Questo ci rimanda a tristi fatti di cronaca recenti, quelli in cui la violenza si è consumata nelle mura domestiche tra figli e genitori, quella in cui si racconta di ragazzi per cui drogarsi diventa normale, ma anche quella per cui la scuola mette online voti e pagelle, dato che figli e genitori non parlano più. Perché questo è il segno dei tempi: un popolo di monadi, famiglie di sconosciuti, dove la parola d’ordine è non disturbare, dato che il mondo del lavoro porta i genitori a far babysitterare i figli da scuola e tv, i figli a saziarsi di qualcosa che fa le veci dei genitori dando un’illusione di sazietà di affetti, che può essere lo smartphone o lo spinello. L’American Academy of Pediatrics richiama proprio a questa tragedia: un popolo di adolescenti con la tv in camera, che è multimediale (dunque isolata) per 4-5 ore al giorno. E ci richiama a questa tragedia le parole della mamma del giovane suicida a Lavagna: “Vi vogliono far credere che faticare a parlarsi è normale. (…). Straordinario è mettere giù il cellulare e parlarvi occhi negli occhi. Invece di mandarvi faccine su whatsapp, straordinario è avere il coraggio di dire alla ragazza sei bella invece di nascondersi dietro a frasi preconfezionate. Straordinario è chiedersi aiuto proprio quando ci sembra che non ci sia via di uscita”. 

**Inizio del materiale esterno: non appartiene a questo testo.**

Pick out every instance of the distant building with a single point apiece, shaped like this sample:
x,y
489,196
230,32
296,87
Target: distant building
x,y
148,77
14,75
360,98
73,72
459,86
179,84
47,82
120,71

Forse un tempo la tv era paternalista e troppo seria, ma era di qualità alta e soprattutto lasciava parlare le persone; sicuramente non esisteva multimedialità, ma si sapeva parlare di più ai figli. Oggi in omaggio al moloch del mercato tutto è diventato silenzio; coperto da trasmissioni di livello mediocre, che raccontano nulla e che attirano con tutti i mezzi possibili verso mondi di mercati e shopping, di azzardo e di giochi basati sulla fortuna invece che sull’abilità. Contagiati da tanta mediocrità e nel silenzio delle famiglie, nelle cene consumate davanti allo smartphone o nella loro cameretta, i giovani vivono male e nascono insoddisfazione e depressione, violenza e autodistruzione.